Good morning, Quartz readers!
What to watch for today
The European Central Bank has some explaining to do. The ECB is unlikely to unveil additional stimulus measures after cutting its benchmark rate to zero last month. But president Mario Draghi will be keen to convince investors that the bank still has more cards to play if inflation and growth remain in the doldrums.
The British royals host Barack and Michelle Obama. Drones are banned from the UK capital while the US president and first lady are in town. The Obamas have a full schedule in London, including a press conference with prime minister David Cameron, lunch with Queen Elizabeth (it’s her 90th birthday!), and dinner with Will and Kate.
Dilma Rousseff travels to New York. Brazil’s embattled president will attend a UN signing ceremony for the Paris climate agreement in the midst of impeachment proceedings back home. While she’s traveling, vice president Michel Temer—whom Rousseff has accused of leading a coup against her—is in charge.
Microsoft tries to maintain its momentum. The software company reports quarterly earnings amid a dramatic resurgence under CEO Satya Nadella. Analysts expect higher profits and revenues as cloud computing services offset weak PC sales.
While you were sleeping
The US Treasury shuffled its currency deck. Abolitionist icon Harriet Tubman will replace president Andrew Jackson on the $20 bill; founding father and Broadway icon Alexander Hamilton is staying on the $10 bill after all. The decision didn’t please everyone: Tubman’s $20 is still many years away.
Three men are facing jail time for Flint, Michigan’s water crisis. The city and state employees were accused of evidence tampering to hide the presence of lead in the water supply, among other criminal charges. Even tiny amounts of the metal can lower IQ and cause neurological problems in children.
Trading was halted in Mitsubishi Motors… The suspension came amid a flood of sell orders (paywall). Investors are fleeing the stock after the company admitted yesterday to falsifying fuel economy tests for 625,000 vehicles.
…while Volkswagen agreed to set aside $10 billion to resolve claims. The German carmaker will use the money to resolve civil claims by the US government and lawsuits by American car owners over diesel vehicles modified to cheat pollution controls, according to Bloomberg.
Quartz markets haiku
The foolish goat strains
to reach the sweet mountain grass
along the cliff’s edge
Quartz obsession interlude
Lily Kuo on a satirical Instagram account on the dangers of voluntourism. ”Savior Barbie also highlights the point that advocates and experts working on the continent have been observing for years—well-intentioned but naive volunteerism.” Read more here.
Matters of debate
Racial profiling of US muslims is the new normal. The recent Southwest Airlines incident is just the tip of the iceberg.

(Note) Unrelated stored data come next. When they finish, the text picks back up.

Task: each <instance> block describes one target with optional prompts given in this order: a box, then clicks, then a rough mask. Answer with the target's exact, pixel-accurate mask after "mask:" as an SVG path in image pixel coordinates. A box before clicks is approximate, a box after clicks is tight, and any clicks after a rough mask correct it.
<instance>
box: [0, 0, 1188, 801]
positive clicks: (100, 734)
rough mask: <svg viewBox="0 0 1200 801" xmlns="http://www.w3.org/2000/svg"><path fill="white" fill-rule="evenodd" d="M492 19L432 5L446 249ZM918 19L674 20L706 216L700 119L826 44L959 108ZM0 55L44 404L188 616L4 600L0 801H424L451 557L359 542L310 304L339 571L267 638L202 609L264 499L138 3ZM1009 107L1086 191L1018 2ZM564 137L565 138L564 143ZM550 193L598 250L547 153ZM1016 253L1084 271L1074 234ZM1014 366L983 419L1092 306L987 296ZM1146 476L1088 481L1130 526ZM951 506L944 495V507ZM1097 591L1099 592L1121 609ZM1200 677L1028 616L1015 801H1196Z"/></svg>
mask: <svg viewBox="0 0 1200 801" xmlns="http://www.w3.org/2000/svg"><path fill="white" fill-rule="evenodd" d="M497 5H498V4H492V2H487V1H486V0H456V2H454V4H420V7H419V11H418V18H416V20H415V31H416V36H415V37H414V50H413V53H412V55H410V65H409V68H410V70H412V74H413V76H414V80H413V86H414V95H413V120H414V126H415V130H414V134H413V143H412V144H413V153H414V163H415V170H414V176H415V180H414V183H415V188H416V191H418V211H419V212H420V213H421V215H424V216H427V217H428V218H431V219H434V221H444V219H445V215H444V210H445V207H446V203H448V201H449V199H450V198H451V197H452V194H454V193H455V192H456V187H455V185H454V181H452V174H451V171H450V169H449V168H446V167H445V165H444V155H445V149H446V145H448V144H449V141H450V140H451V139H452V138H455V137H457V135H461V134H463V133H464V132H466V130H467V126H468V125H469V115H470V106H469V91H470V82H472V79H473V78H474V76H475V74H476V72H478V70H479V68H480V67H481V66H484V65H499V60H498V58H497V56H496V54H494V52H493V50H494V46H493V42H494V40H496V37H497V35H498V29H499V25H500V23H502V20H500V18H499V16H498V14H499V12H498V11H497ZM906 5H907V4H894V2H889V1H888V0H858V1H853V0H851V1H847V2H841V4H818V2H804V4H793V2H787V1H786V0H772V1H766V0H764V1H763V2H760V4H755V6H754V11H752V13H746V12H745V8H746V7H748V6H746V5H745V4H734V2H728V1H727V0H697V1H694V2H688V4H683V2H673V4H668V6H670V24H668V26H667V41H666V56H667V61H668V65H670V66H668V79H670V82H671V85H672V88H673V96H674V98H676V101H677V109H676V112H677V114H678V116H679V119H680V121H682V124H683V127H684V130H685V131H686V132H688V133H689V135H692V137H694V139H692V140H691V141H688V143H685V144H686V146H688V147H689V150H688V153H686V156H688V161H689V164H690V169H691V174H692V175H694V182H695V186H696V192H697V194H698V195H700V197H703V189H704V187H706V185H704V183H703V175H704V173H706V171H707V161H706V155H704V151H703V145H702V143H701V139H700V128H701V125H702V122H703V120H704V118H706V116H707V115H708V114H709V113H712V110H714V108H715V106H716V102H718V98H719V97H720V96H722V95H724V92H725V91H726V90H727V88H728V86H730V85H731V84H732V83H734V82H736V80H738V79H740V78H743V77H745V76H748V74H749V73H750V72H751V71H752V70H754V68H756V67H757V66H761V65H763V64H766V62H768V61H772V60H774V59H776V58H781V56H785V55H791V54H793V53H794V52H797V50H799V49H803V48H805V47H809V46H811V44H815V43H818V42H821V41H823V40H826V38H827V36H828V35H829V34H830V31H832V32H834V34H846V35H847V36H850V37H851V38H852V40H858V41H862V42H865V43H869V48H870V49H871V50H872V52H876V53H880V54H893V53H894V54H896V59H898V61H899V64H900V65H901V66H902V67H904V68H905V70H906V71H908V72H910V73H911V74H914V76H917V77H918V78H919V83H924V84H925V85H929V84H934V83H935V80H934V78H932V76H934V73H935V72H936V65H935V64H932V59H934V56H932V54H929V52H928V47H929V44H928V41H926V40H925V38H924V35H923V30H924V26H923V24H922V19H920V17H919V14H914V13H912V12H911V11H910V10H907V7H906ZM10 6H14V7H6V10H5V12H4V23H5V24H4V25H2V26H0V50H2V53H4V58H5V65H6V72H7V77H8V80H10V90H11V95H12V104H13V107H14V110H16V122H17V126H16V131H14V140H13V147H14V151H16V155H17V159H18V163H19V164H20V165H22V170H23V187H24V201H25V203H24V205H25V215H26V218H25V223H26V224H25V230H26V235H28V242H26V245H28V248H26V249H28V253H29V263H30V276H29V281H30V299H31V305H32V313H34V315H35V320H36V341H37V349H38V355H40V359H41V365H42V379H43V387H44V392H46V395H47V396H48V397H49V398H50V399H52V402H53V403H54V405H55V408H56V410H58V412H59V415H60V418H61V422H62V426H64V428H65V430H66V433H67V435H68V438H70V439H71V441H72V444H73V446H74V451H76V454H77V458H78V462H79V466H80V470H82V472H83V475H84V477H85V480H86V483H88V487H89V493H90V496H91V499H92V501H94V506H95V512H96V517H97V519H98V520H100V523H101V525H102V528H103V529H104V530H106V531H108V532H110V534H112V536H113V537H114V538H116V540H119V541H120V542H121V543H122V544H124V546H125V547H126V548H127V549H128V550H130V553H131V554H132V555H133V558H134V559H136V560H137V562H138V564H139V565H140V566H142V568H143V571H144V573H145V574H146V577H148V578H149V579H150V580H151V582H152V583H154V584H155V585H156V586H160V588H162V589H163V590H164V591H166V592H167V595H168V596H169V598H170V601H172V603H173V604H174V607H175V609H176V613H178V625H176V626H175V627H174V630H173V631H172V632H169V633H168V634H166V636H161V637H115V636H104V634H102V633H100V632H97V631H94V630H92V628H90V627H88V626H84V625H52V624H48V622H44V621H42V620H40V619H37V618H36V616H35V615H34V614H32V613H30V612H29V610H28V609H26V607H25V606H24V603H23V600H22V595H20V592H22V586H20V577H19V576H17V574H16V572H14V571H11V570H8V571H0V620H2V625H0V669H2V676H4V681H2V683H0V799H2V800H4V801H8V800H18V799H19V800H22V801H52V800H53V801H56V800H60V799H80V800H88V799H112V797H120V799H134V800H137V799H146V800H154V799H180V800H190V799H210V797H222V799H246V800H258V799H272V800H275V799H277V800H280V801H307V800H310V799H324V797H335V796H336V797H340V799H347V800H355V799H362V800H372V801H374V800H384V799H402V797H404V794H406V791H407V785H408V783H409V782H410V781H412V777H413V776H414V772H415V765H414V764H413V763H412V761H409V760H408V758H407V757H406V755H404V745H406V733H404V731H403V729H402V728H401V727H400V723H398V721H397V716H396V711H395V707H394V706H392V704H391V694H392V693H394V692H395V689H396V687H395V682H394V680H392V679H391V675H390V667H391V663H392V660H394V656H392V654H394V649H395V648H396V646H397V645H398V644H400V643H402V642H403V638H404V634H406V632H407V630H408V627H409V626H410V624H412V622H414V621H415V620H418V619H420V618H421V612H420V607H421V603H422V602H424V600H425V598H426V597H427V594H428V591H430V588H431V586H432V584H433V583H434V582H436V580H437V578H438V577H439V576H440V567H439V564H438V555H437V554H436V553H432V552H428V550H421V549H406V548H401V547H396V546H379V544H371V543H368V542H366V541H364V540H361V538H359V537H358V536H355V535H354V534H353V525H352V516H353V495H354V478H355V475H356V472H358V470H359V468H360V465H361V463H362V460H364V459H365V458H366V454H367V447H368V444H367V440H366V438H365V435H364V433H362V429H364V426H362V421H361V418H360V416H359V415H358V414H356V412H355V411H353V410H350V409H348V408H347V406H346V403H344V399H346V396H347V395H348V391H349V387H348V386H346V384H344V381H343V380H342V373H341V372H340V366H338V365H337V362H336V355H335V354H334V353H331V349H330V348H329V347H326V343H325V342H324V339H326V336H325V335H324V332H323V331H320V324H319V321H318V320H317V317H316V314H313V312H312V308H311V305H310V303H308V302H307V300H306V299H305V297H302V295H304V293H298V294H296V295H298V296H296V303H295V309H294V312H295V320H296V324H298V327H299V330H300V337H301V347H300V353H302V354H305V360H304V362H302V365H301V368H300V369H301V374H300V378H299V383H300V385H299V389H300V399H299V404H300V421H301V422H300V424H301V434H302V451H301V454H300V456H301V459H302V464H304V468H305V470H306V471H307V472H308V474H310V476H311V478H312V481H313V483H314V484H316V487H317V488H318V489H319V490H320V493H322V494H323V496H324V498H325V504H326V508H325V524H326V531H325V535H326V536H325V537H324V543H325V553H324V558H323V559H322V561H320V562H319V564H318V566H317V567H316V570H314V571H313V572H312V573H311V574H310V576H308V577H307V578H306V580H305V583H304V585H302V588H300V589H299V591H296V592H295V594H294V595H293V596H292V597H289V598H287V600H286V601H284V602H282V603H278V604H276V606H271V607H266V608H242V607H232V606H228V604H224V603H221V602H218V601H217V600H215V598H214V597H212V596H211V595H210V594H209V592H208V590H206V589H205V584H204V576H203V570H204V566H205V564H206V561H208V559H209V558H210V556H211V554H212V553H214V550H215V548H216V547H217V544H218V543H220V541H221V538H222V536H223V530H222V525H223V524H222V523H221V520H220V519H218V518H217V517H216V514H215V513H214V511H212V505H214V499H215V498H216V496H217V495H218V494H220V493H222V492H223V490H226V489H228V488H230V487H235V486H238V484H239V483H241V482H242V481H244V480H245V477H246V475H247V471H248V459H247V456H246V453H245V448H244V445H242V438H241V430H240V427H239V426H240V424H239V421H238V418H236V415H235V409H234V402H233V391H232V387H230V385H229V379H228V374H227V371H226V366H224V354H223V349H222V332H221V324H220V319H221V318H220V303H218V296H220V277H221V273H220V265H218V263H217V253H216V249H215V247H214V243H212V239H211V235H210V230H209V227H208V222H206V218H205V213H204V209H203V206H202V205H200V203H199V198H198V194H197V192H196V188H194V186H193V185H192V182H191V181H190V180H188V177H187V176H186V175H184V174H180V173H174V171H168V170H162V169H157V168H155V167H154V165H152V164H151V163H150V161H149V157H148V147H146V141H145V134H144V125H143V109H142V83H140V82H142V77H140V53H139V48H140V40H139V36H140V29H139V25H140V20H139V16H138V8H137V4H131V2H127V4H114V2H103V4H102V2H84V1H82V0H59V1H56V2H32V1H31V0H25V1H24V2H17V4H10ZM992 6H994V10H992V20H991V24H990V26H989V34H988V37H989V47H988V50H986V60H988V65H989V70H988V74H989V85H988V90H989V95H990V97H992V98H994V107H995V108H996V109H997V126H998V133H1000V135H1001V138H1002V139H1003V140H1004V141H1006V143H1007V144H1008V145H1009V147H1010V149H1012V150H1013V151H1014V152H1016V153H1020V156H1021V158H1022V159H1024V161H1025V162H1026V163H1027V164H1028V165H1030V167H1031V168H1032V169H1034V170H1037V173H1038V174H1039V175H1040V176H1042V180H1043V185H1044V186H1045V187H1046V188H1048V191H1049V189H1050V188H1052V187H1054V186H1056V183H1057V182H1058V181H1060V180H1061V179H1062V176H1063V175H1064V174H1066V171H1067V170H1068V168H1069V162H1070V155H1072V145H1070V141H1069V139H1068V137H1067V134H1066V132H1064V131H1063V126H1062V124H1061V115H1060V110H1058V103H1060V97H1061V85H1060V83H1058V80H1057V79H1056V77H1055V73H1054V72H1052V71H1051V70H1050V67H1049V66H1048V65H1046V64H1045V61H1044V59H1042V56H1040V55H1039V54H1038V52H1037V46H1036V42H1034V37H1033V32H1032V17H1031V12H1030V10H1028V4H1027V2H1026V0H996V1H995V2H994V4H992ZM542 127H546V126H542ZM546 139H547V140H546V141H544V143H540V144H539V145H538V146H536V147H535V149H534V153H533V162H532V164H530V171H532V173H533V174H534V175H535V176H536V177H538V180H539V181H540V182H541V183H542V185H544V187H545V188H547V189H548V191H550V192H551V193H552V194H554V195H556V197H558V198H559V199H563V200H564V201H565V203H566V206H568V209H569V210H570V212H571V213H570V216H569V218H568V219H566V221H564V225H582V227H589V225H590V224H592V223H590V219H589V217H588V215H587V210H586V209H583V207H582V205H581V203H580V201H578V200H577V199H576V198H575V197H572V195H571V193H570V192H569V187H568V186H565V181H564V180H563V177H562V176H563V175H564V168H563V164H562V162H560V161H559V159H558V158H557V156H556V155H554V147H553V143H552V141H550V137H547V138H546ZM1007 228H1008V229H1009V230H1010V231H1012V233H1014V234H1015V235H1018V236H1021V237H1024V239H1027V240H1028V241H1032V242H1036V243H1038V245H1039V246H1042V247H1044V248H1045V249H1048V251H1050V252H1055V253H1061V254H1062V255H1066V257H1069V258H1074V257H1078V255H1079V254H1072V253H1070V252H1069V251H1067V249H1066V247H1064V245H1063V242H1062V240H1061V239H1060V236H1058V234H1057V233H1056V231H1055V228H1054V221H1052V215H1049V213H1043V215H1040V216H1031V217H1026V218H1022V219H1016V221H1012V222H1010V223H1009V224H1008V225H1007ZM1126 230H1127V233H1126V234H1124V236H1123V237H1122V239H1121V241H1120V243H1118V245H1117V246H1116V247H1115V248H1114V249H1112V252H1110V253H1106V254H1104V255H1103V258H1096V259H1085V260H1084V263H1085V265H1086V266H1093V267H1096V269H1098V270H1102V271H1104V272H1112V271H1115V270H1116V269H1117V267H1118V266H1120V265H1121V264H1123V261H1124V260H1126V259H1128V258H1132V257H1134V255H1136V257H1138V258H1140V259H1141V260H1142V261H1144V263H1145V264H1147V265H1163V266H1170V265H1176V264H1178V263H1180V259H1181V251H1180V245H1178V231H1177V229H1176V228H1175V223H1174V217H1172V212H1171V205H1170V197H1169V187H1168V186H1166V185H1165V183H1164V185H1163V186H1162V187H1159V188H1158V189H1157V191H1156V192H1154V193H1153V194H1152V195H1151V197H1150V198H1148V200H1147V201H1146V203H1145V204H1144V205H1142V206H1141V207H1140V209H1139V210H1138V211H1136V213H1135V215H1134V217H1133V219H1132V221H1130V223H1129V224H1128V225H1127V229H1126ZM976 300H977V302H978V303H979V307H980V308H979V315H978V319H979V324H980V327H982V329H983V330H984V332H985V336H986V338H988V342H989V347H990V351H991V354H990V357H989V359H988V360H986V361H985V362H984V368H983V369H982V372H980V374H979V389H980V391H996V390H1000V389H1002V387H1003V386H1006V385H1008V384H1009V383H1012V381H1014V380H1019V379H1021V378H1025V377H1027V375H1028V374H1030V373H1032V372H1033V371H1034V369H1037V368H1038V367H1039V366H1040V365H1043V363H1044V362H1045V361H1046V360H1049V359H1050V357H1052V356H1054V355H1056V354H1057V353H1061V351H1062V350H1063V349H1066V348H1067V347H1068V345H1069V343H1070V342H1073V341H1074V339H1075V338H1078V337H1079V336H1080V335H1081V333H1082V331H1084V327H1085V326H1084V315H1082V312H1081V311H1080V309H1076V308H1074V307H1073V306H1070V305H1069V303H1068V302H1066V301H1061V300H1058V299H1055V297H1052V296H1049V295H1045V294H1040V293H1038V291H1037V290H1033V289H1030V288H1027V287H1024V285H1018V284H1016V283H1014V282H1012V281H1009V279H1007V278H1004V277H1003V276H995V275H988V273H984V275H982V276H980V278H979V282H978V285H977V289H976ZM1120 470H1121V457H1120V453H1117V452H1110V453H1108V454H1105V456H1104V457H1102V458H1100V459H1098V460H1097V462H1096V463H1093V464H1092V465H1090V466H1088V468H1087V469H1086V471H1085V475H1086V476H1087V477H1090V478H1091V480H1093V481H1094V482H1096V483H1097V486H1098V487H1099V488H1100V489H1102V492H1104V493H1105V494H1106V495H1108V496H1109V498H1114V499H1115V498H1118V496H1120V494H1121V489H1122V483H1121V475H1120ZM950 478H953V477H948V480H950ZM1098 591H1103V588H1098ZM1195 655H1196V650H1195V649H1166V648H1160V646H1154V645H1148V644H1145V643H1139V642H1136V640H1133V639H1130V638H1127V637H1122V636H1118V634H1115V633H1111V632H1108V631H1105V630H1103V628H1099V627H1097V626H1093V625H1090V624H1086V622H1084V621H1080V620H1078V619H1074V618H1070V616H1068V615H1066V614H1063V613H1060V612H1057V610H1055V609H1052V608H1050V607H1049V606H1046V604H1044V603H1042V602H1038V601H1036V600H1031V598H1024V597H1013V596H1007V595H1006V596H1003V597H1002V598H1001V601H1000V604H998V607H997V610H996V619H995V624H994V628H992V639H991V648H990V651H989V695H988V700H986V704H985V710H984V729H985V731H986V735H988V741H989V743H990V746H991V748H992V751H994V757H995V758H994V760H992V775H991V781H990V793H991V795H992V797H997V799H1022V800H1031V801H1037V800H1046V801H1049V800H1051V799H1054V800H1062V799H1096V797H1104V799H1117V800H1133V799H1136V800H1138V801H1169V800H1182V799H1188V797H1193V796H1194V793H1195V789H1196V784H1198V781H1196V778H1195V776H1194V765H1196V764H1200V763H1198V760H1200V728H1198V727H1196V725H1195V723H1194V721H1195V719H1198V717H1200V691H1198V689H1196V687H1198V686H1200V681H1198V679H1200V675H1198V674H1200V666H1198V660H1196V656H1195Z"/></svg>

Megacities, not nations, are the world’s dominant social structures. By 2025, there will be at least 40 of them.
Saudi Arabia is wielding a $750 billion threat against America. It has threatened to divest all assets if a 9/11 lawsuit goes forward.
A Chinese man went shopping with eight robot maids. They carried his belongings in an ostentatious display of wealth.
Fewer people eat chocolate, so Hershey’s is turning to meat jerkey. Flavors will include black cherry barbecue.
Researchers created a metal foam that pulverizes bullets. It works like bubble wrap, collapsing air pockets upon impact.
An angry mom is suing China’s state media giant Xinhua. She says it defamed her son Zeng Feiyang, a Chinese labor activist who’s been detained since early December.
London has $248 billion in underground gold. The sprawling vaults contain a fifth of all gold held by the world’s governments.